While Orchestral is easy to install via pip install orchestral-ai, potential users should look closely at the license. Unlike the MIT or Apache licenses common in the Python ecosystem, Orchestral is released under a Proprietary license.
The documentation explicitly states that “unauthorized copying, distribution, modification, or use… is strictly prohibited without prior written permission”. This “source-available” model allows researchers to view and use the code, but restricts them from forking it or building commercial competitors without an agreement. This suggests a business model focused on enterprise licensing or dual-licensing strategies down the road.
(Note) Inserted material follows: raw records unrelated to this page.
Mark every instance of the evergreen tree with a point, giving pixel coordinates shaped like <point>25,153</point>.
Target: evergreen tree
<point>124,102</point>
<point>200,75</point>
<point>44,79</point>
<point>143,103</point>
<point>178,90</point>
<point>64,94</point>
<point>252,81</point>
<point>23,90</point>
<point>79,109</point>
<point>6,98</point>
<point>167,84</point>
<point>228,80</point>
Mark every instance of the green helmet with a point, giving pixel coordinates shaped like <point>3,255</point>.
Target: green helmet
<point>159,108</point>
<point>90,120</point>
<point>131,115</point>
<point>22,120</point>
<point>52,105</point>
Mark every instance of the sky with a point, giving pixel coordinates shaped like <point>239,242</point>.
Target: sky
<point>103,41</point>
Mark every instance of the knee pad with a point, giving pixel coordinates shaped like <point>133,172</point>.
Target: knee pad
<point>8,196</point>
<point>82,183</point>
Furthermore, early adopters will need to be on the bleeding edge of Python environments: the framework requires Python 3.13 or higher, explicitly dropping support for the widely used Python 3.12 due to compatibility issues.
“Civilization advances by extending the number of important operations which we can perform without thinking about them,” the founders write, quoting mathematician Alfred North Whitehead.
Orchestral attempts to operationalize this for the AI era. By abstracting away the “plumbing” of API connections and schema validation, it aims to let scientists focus on the logic of their agents rather than the quirks of the infrastructure. Whether the academic and developer communities will embrace a proprietary tool in an ecosystem dominated by open source remains to be seen, but for those drowning in async tracebacks and broken tool calls, Orchestral offers a tempting promise of sanity.